China and India are the only two countries with more than a billion of inhabitants. These giants have their own dynamic, with growth rates three to four times higher than European ones during the last decade. With two cultures totally different from the occidental environment. Even if there is some occidentalization in biggest cities, these countries preserve their cultural identity and history. However what’s happening in these countries is unique and fascinating for the investors, and it offers huge opportunities that need to be grasped. Surprisingly China and India are really different with assets and weaknesses at the opposite. There choices for developing the countries are different and despite their neighborhood and respective weight they choose to ignore each other. It’s not easy for an investor to choose between these countries.

What are the reasons and opportunities for an investment in China or India?

We will show different elements of comparison between China and India which would help an investor to choose a country more than another. We will first study the main differences between the governments in China and India then we will focus on politics about savings in investments in these two countries. We will then study the “silicon valleys” in China and India and their main characteristics. And finally focus on the rise of middle classes and the next challenges for these two countries.

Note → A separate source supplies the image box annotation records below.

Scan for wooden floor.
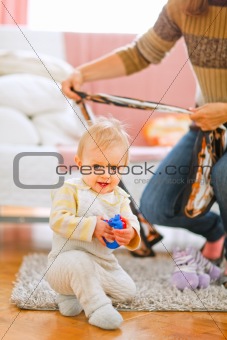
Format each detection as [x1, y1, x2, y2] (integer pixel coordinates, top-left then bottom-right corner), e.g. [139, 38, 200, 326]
[0, 219, 227, 340]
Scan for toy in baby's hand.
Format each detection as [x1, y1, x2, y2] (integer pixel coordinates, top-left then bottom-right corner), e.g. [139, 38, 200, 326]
[103, 214, 127, 249]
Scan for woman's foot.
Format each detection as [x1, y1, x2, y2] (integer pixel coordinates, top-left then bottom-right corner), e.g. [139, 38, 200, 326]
[201, 236, 225, 266]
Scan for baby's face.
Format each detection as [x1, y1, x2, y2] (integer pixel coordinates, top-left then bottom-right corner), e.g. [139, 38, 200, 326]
[77, 141, 126, 194]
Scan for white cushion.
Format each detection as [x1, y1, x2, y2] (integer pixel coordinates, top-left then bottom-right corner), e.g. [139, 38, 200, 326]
[0, 49, 73, 82]
[32, 110, 85, 145]
[0, 74, 70, 116]
[0, 107, 39, 145]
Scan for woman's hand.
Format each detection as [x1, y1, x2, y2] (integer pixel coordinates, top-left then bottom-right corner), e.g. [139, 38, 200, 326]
[189, 103, 227, 131]
[62, 69, 84, 101]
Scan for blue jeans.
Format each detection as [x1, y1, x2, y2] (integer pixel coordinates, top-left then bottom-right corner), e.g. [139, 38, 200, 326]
[140, 131, 227, 252]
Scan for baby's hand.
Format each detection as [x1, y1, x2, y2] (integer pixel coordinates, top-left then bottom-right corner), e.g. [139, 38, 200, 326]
[113, 221, 136, 246]
[93, 216, 115, 247]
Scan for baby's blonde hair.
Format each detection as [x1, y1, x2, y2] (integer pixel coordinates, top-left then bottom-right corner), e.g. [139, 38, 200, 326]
[77, 117, 130, 164]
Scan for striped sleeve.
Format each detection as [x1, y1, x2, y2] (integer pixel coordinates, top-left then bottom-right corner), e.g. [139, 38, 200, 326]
[50, 184, 97, 242]
[120, 197, 141, 250]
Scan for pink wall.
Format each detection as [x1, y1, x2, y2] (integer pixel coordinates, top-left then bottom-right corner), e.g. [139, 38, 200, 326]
[65, 33, 195, 145]
[0, 0, 28, 25]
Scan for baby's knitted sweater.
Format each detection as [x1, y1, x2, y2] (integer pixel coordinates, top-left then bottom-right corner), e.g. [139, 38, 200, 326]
[49, 178, 140, 260]
[116, 0, 227, 104]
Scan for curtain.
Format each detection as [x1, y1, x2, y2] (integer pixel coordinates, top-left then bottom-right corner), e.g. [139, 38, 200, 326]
[0, 0, 28, 25]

General situation, background analysis

Politically

In China, an autocratic system without elections works with a political and administrative locking from the communists. Egalitarianism is supposed to be the basics of this society and institutional system even if new gaps and differences have been created with the quick economical progress of the last 20 years. The business environment is usually open and easy to understand, with efficient infrastructures benefitting from large investments every year. Foreign entrepreneurs usually receive a warm welcome with more than 80 billion dollars of foreign direct investments per year in China.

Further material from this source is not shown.